In my experience, where funding has been structured to actually promote development, it has thankfully only peripherally involved the active involvement of the recipient government whose otherwise primary goal is to make sure its fingerprints are all over the project. Allowing fund disbursement to be controlled by the recipient governments involved is, I believe, a mistake unless there is a clear commitment to actually accomplishing the goals of whatever program is involved tied to iron clad conditionalities.
Another issue that deserves another look is the way of determining indicators for success or progress. In the US, Congress is impressed with statistics – how much was spent, what units (of whatever) were built, created, reduced, changed etc. In one example I experienced, the indicator for a successful land tenure program was an increase in transactions – a largely meaningless number unless taken in context of the economic environment. It is hardly a success in such a case if the only result is a massive sell-off at fire sale prices leading to a sinking economy. Much better to have fewer transactions that result in positive economic activity – including increased values and investments. Overall, it is necessary to take a much broader, long term view and develop indicators of sustainability that do not result in dependence on donors.

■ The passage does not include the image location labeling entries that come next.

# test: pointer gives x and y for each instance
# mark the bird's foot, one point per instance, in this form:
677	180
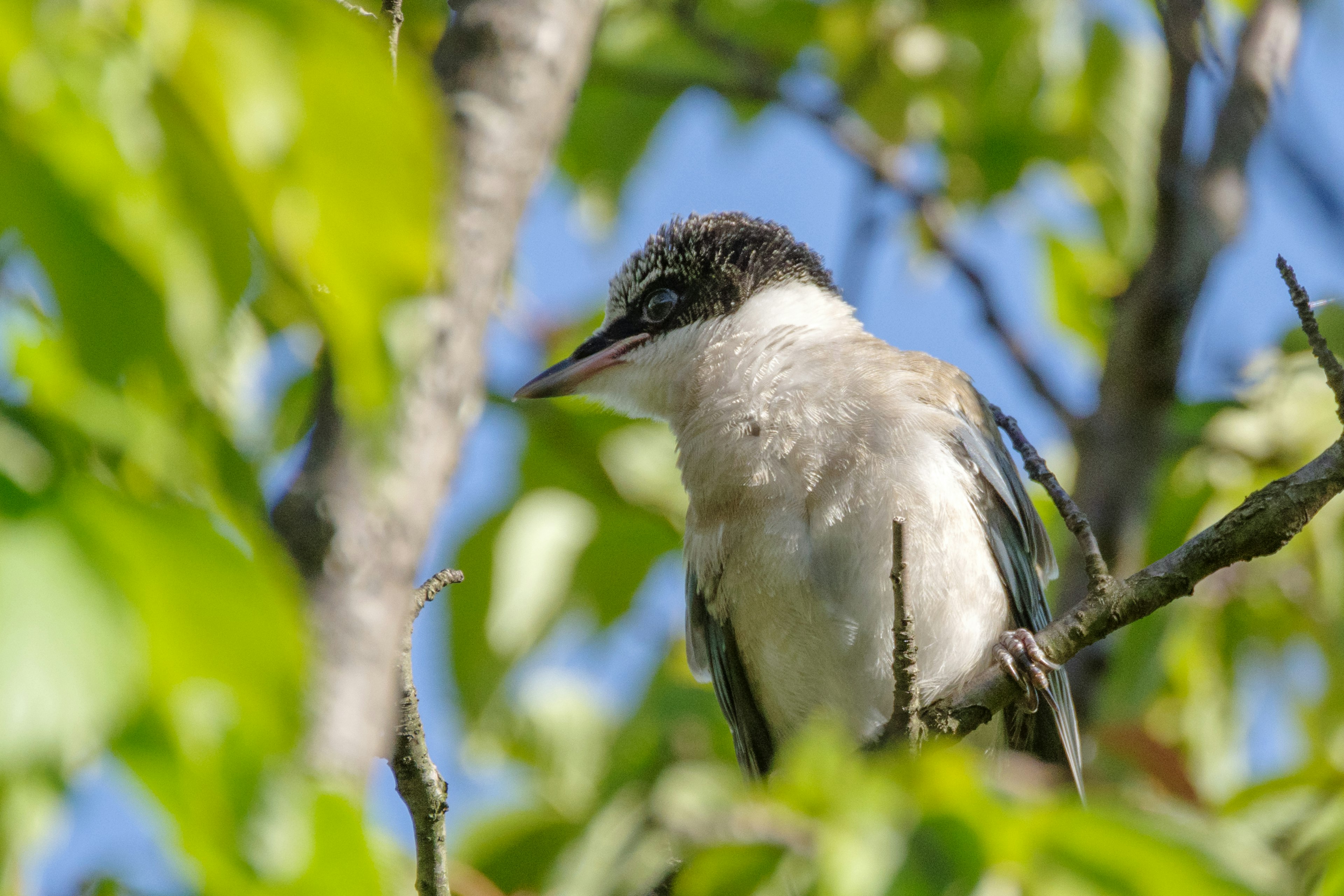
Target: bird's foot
1019	655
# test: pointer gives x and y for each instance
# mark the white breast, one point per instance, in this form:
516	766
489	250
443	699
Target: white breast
799	447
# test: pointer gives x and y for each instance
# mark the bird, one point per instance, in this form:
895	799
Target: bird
800	439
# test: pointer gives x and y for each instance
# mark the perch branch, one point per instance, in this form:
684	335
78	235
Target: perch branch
419	782
510	70
1262	524
1097	573
854	135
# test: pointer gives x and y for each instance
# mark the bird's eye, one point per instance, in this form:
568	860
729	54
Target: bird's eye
660	306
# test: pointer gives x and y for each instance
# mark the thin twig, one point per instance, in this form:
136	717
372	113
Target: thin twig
855	136
357	8
393	10
1097	573
1324	357
1260	526
419	782
905	668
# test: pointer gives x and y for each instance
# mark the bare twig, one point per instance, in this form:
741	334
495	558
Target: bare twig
358	10
854	135
419	782
1097	573
510	70
1324	357
393	11
1262	524
905	663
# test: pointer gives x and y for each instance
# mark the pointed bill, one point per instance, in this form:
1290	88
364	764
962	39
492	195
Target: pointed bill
566	377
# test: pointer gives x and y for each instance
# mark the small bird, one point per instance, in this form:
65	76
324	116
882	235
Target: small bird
800	439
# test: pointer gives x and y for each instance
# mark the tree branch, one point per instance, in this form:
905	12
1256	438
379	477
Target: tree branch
393	11
510	70
854	135
1199	210
419	782
1074	519
1324	357
1262	524
905	660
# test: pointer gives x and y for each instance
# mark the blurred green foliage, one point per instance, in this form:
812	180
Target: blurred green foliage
1003	92
195	179
183	182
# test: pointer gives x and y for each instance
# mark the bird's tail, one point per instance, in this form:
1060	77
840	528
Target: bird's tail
1054	741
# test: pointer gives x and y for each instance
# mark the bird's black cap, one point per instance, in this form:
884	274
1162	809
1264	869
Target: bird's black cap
714	264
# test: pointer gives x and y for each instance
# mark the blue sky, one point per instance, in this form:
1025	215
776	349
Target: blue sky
785	168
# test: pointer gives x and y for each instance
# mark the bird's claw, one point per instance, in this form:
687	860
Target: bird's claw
1018	653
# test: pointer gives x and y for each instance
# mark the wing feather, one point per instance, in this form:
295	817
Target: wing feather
712	643
1026	562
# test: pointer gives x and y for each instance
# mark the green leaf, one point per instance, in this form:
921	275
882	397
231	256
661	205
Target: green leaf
944	859
112	314
1134	862
517	849
597	546
72	652
1084	280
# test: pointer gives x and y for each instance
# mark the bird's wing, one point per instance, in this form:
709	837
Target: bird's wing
1026	561
712	645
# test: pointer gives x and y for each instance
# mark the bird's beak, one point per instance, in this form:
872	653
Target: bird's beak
566	377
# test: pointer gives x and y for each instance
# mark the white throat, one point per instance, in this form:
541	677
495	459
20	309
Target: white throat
725	359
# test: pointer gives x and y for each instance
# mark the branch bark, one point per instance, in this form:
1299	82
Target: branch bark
1262	524
905	660
761	80
1199	210
419	782
510	70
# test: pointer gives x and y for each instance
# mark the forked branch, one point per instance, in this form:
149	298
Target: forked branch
419	782
1262	524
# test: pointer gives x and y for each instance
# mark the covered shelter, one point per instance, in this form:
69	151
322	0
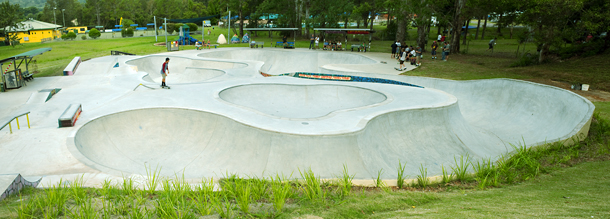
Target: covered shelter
16	78
345	32
274	29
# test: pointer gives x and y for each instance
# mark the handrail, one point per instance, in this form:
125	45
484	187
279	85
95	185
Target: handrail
16	118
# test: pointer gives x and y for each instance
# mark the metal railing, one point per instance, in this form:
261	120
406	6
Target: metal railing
17	119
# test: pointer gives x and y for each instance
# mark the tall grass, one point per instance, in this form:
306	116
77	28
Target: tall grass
312	186
460	169
422	178
401	176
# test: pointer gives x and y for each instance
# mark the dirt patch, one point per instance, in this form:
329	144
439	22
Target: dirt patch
591	95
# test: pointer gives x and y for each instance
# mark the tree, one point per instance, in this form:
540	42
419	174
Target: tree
9	20
549	18
94	33
71	35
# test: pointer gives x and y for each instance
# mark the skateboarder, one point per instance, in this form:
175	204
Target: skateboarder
402	57
164	72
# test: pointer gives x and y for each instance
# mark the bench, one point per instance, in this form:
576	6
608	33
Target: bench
359	47
289	46
70	115
71	68
254	44
27	76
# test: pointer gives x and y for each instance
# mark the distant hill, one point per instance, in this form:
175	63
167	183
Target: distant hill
29	3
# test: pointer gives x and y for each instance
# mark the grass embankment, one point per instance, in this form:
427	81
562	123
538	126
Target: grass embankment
557	181
552	181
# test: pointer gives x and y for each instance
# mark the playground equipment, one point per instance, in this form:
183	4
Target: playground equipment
185	38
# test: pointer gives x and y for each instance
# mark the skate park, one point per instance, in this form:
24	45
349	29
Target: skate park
243	111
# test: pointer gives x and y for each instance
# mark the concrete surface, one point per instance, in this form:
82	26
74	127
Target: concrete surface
222	116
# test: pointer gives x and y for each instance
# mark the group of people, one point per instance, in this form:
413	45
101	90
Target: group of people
406	53
314	43
198	44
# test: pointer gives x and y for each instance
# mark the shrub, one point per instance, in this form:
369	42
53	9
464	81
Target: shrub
71	35
94	33
192	26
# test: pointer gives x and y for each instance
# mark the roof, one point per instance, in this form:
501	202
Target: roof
342	29
271	29
33	53
28	54
32	24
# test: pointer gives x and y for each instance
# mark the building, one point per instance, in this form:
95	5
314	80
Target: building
77	30
33	31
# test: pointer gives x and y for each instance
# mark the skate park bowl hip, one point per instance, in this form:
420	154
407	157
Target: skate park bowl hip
182	70
278	62
300	101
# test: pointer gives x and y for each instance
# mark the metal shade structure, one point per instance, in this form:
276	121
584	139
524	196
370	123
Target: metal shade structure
294	29
23	57
346	31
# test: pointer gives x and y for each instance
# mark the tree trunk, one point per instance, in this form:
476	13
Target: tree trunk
456	25
466	31
401	24
422	34
499	26
241	23
439	29
307	4
484	27
476	36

Three year or five year contracts to accomplish a wish list of deliverables may not deliver much in reality. Depending on the type of initiative longer contract terms should be considered to allow for change. Some consideration needs to be given to changing economic, social and political environments even before contracts are awarded, making the terms of reference obsolete. To help avoid this prospect, the process for determining feasibility, developing a plan of intervention and deciding on targeted outcomes needs to be significantly accelerated from, in the case of USAID, the usual 145 days.
Contracts should also avoid a “buy” American or EU requirement. Too frequently, this results in more money being spent than would otherwise be the case and, not surprisingly, does nothing to assist the local economy.
In construction and supply contracts every effort should be made to contract locally. If long term construction is required, then components should be added to develop, for example, TVET schools of a permanent nature with a guarantee that whatever construction is being planned, the graduates would have a job.
One final note about NGO support. In many political environments certain NGOs are not welcome and not sustainable. That does not mean they should not receive donor support. Just don't expect any sustainability once the donor goes away. In many situations, civil society NGOs are simply not effective. If the economy is or has been cratering, those trying to raise awareness for civil society initiatives are preaching to the families desperate to put food on the table. They don't care which particular oligarch of the moment runs the local paper.
Finally, the structuring of aid programs should include an investigation of the possibility of calving off a portion of program funding to act as a form of venture capital, providing either outright grants to support existing or develop new businesses within the framework of the program – something that worked in Armenia – or recoverable grants.
Many suggestions have been made in numerous published articles regarding improving the impact of foreign development aid. Hopefully, changes are coming as a result of political pressure and less ideological proclivities of those in charge of targeting that aid.